First try at using ML to summarize text

First try at using ML to summarize text

I want to get my computer to be able to do a decent job of summarizing news articles.

For example, consider this article:


FIFA president Sepp Blatter has revealed the logo for the 2018 World Cup in Russia — with the help of a crew of cosmonauts.

The logo depicts the World Cup trophy in red and blue, colors from the Russian flag, with gold trim. Unveiling the logo on a Russian state TV talk show, Blatter said the logo would show Russia’s “heart and spirit.”

It was then presented over video link by a crew of three Russian cosmonauts on the International Space Station. “Seeing the football World Cup in our country was a dream for all of us,” cosmonaut Elena Serova said.

Simultaneously with the logo’s appearance on TV, it was beamed onto Moscow’s Bolshoi Theatre as part of a light show.

Taken from this article about the 2018 soccer World Cup.

One reasonable summary of this article is:

Three astronauts unveil logo from international space station. Sepp Blatter said the logo would show Russia’s “heart and spirit”.

I want my computer to be able to take an article and then create that kind of summary from it.

Being able to do this would be a really cool and useful thing.
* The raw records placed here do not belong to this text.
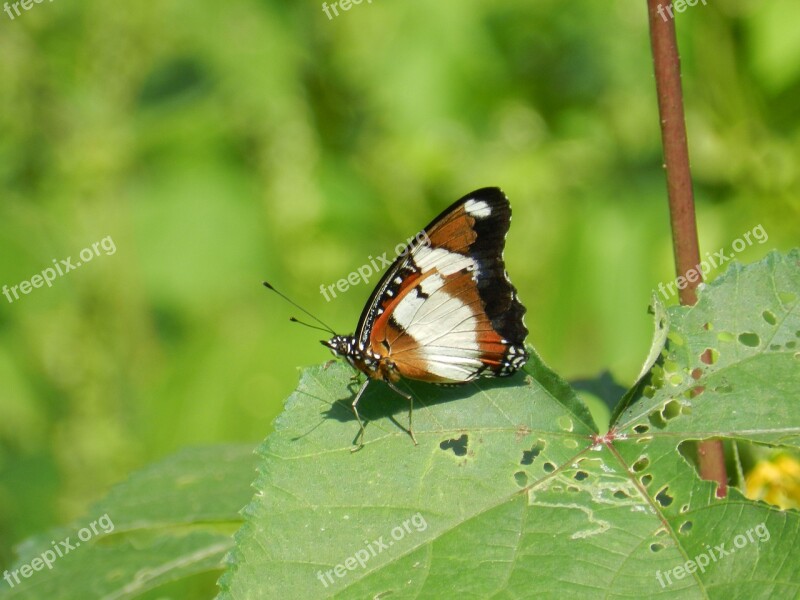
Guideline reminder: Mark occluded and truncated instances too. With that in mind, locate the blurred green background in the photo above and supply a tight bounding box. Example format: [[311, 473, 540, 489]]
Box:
[[0, 0, 800, 568]]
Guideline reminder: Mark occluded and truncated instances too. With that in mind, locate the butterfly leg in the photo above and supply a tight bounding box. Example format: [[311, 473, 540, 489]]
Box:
[[386, 380, 417, 446], [350, 378, 369, 452]]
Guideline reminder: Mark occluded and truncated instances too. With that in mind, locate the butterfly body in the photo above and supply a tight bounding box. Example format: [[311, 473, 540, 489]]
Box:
[[322, 188, 528, 449]]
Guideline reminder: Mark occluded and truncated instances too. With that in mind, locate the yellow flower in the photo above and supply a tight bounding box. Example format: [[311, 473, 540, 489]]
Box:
[[745, 454, 800, 509]]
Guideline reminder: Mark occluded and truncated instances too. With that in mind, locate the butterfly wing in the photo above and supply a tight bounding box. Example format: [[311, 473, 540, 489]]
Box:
[[356, 188, 528, 383]]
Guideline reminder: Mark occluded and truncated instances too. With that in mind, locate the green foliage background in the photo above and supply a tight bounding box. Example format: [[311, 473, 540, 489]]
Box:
[[0, 0, 800, 580]]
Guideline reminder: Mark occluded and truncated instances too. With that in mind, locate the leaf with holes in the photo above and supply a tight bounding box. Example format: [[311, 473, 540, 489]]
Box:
[[614, 250, 800, 448], [220, 253, 800, 600], [0, 446, 255, 600]]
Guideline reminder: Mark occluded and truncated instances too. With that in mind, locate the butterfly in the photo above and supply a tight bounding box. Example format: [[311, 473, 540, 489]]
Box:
[[322, 187, 528, 451]]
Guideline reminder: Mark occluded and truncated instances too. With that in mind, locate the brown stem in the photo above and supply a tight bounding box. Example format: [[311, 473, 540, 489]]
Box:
[[647, 0, 727, 497]]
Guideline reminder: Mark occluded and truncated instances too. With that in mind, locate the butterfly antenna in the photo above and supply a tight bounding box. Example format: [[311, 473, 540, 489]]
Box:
[[289, 317, 336, 335], [264, 281, 336, 335]]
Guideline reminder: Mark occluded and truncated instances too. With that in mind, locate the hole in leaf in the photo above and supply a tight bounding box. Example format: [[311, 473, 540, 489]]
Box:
[[647, 410, 667, 429], [714, 379, 733, 394], [656, 485, 674, 507], [667, 331, 683, 346], [739, 331, 761, 348], [558, 416, 575, 431], [695, 348, 719, 366], [681, 385, 706, 398], [661, 400, 681, 421], [439, 433, 469, 456], [519, 440, 544, 465]]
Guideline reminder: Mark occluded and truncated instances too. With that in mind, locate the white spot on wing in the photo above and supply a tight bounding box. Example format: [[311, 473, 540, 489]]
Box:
[[392, 288, 425, 330], [414, 246, 476, 277], [464, 200, 492, 219]]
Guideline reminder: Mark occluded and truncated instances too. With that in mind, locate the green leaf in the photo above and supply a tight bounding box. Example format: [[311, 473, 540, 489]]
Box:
[[616, 250, 800, 447], [220, 252, 800, 600], [0, 446, 255, 600]]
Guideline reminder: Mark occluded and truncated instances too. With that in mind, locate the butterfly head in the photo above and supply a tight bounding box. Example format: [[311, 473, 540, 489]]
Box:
[[321, 335, 380, 375]]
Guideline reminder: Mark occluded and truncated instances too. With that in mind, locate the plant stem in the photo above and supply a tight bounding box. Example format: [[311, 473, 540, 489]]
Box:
[[647, 0, 727, 498]]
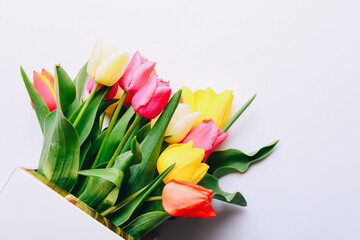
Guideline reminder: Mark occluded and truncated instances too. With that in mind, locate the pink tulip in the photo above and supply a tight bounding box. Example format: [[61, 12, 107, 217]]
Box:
[[87, 78, 119, 100], [31, 69, 56, 112], [132, 75, 171, 119], [119, 51, 156, 95], [181, 119, 229, 161]]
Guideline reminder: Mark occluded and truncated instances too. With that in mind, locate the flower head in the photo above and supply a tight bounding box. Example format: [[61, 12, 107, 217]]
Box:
[[183, 87, 234, 128], [162, 180, 216, 218], [132, 75, 171, 119], [119, 51, 156, 94], [157, 141, 209, 183], [87, 41, 129, 86], [33, 69, 56, 112]]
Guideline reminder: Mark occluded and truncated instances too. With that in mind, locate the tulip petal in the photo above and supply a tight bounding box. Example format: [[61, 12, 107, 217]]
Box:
[[41, 68, 55, 89], [191, 163, 209, 183], [182, 87, 197, 112], [87, 39, 102, 79], [165, 111, 201, 143], [33, 71, 56, 112], [94, 51, 129, 86]]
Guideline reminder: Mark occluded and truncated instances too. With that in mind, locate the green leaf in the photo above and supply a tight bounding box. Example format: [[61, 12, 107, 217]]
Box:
[[20, 66, 50, 134], [124, 90, 181, 196], [206, 140, 279, 178], [38, 66, 80, 192], [79, 168, 124, 188], [96, 187, 120, 213], [74, 62, 88, 106], [69, 87, 109, 144], [97, 107, 135, 166], [55, 65, 76, 112], [198, 174, 247, 207], [79, 151, 134, 209], [123, 211, 170, 239], [65, 62, 88, 117], [136, 123, 151, 143], [107, 164, 175, 226]]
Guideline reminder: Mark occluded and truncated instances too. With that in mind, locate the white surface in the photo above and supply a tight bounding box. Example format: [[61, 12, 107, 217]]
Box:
[[0, 0, 360, 240], [0, 168, 123, 240]]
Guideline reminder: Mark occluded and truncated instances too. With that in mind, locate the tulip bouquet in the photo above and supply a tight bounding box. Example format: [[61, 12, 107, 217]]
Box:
[[21, 41, 277, 239]]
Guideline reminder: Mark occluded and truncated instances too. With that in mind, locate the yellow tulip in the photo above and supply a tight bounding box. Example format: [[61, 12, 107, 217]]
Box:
[[87, 40, 129, 86], [183, 87, 234, 128], [151, 103, 200, 144], [157, 141, 209, 184]]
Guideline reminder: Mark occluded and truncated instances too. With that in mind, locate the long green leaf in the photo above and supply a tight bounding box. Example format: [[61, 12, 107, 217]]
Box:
[[55, 65, 76, 113], [79, 168, 124, 188], [20, 66, 50, 134], [38, 66, 80, 192], [74, 62, 88, 103], [123, 211, 171, 239], [69, 87, 109, 144], [206, 140, 279, 178], [79, 151, 134, 209], [198, 174, 247, 207], [96, 187, 120, 213], [107, 164, 175, 226], [124, 90, 181, 197], [97, 107, 135, 166]]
And so not unexpectedly, it’s an active area of machine learning research. After googling around I found a very helpful paper “Get To The Point: Summarization with Pointer-Generator Networks”, by two people at Stanford (Abigail See, Christopher D. Manning) and a person at Google Brain (Peter J. Liu). The authors link to their GitHub repo containing the code necessary to replicate their experiments.

So now I’m thinking “This is awesome, I’ll just take their code and use it and see what it does”. 🙂

🙁 But sadly the code uses TensorFlow 1 and is written in Python 2. That sucks, because my Ubuntu 20.04 LTS workstation has TensorFlow 2.2.0 and Python 3.7.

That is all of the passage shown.